There can be times that the things we encounter are so far outside of our experience and comfort zone that in the moments immediately following our exposure, we have involuntary reactions. When we see, hear or experience something outrageous by comparison to our context for “normal,” our contorted facial expressions, rolling of our eyes or even a blank gaze can communicate our shock.

Our scope of “normal” comes from our experience which is largely based in our social position. When we reside in comfortable surroundings, our “normal” is likely limited to those things that are within the boundaries of comfortable.

Of the original disciples that were chosen to follow Jesus, we know that four were fisherman and one, Philip, was a close friend to two of those (Andrew and Peter) so he was likely a fisherman or at least comfortable hanging out with fisherman. We also know that Matthew was a tax collector, which would likely have made him unpopular and certainly active among the “common” people of a society. We’re not sure about the occupation of the remaining six of the original twelve.

So a strong argument can be made that six of the original twelve, at a minimum, lived lives that were in the trenches. They were blue-collar, every day guys making a living among the working class of society. They were exposed to the good, the bad and the ugly of day-to-day efforts of people within the culture. They were not affluent, privileged or insulated by exceptional comfort in their circumstances.

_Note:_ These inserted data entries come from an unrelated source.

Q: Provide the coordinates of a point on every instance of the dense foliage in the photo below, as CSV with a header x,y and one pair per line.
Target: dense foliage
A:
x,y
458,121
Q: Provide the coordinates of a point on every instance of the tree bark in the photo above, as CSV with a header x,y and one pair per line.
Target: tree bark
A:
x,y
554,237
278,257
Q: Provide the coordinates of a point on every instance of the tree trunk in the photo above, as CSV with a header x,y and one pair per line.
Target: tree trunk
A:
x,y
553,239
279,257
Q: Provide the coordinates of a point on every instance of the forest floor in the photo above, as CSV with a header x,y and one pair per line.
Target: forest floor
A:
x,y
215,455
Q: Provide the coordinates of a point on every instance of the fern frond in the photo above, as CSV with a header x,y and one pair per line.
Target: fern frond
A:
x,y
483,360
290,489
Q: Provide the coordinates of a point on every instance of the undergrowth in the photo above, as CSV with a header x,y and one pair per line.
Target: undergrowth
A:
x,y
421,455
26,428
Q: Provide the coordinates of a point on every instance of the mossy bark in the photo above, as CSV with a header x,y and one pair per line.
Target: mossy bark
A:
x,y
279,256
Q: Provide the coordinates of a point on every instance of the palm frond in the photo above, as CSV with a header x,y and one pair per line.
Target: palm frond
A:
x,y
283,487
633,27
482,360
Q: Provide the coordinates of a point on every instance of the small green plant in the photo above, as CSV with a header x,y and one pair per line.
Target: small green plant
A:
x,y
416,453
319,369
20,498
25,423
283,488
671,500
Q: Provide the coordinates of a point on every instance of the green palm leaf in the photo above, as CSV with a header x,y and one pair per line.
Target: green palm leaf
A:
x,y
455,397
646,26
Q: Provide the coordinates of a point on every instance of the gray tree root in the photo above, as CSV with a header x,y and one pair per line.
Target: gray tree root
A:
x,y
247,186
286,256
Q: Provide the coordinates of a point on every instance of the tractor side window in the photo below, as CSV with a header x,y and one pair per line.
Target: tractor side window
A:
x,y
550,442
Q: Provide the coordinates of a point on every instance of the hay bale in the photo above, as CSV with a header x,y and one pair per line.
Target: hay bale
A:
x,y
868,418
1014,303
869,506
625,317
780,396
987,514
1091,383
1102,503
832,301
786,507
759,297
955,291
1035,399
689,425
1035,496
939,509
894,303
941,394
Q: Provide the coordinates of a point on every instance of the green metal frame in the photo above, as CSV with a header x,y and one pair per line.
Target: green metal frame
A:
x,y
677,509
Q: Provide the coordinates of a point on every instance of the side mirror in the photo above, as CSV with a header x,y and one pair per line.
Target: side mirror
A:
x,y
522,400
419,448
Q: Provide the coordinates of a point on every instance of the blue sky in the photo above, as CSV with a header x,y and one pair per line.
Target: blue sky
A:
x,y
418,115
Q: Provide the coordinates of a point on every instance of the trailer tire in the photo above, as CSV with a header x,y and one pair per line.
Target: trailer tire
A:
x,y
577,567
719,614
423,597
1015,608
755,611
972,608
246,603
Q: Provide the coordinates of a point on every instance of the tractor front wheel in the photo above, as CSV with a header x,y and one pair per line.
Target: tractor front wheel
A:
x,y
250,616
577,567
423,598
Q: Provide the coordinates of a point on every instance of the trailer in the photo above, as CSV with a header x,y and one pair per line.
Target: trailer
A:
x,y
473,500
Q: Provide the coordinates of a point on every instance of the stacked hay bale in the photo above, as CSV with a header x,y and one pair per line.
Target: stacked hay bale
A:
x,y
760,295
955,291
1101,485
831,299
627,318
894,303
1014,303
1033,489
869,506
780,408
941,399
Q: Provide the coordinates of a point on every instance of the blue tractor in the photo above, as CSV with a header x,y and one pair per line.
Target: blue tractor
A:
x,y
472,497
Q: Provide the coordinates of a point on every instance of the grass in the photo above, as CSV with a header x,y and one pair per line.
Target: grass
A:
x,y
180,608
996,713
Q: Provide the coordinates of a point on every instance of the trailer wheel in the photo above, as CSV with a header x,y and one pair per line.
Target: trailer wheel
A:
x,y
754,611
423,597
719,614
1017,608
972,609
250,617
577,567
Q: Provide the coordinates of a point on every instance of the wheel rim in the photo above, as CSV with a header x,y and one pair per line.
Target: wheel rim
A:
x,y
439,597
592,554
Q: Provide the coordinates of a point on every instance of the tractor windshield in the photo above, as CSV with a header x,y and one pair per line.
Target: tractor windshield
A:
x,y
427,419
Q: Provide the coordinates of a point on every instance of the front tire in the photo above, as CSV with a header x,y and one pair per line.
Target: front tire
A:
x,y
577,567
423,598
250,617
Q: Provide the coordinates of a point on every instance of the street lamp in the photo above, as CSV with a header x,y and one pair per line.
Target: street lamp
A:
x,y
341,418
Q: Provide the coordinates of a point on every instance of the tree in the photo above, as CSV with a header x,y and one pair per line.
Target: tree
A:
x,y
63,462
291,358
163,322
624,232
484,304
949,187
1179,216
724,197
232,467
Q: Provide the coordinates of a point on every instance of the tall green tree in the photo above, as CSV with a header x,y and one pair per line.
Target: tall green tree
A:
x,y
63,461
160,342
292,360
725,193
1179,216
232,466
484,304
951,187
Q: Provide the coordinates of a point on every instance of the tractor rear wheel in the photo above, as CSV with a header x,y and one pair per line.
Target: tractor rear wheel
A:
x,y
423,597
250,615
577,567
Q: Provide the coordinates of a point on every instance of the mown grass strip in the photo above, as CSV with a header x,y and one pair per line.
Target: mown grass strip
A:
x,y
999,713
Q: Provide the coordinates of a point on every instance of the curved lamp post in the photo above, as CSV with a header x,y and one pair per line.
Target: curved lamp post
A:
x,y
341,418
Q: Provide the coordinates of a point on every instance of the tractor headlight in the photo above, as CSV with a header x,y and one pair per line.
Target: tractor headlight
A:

I wonder if Jesus chose them, in part, so that they wouldn’t involuntarily make faces disclosing their discomfort when they came across the prostitutes, demon-possessed and outcasts that Jesus was going to be engaging? After all, it’s a ministry killer if you are disapproving of those that you seek to serve sense that they are judged or rejected. His was a down and dirty ministry and there was likely a need to call those that were comfortable in the down as well as in the dirty.

Have our circumstances ever gotten us to a point that we aren’t comfortable around the rejected outcasts in our culture?

It’s in and around them that Jesus is hanging out (“I was hungry and you fed me . . . “).  Are we ready and able to step into the difficult to serve with Jesus in His Kingdom at the expense of our comfort? Once there, the only involuntary look that should be evident on our face or in our eyes is one of grace because we know Grace.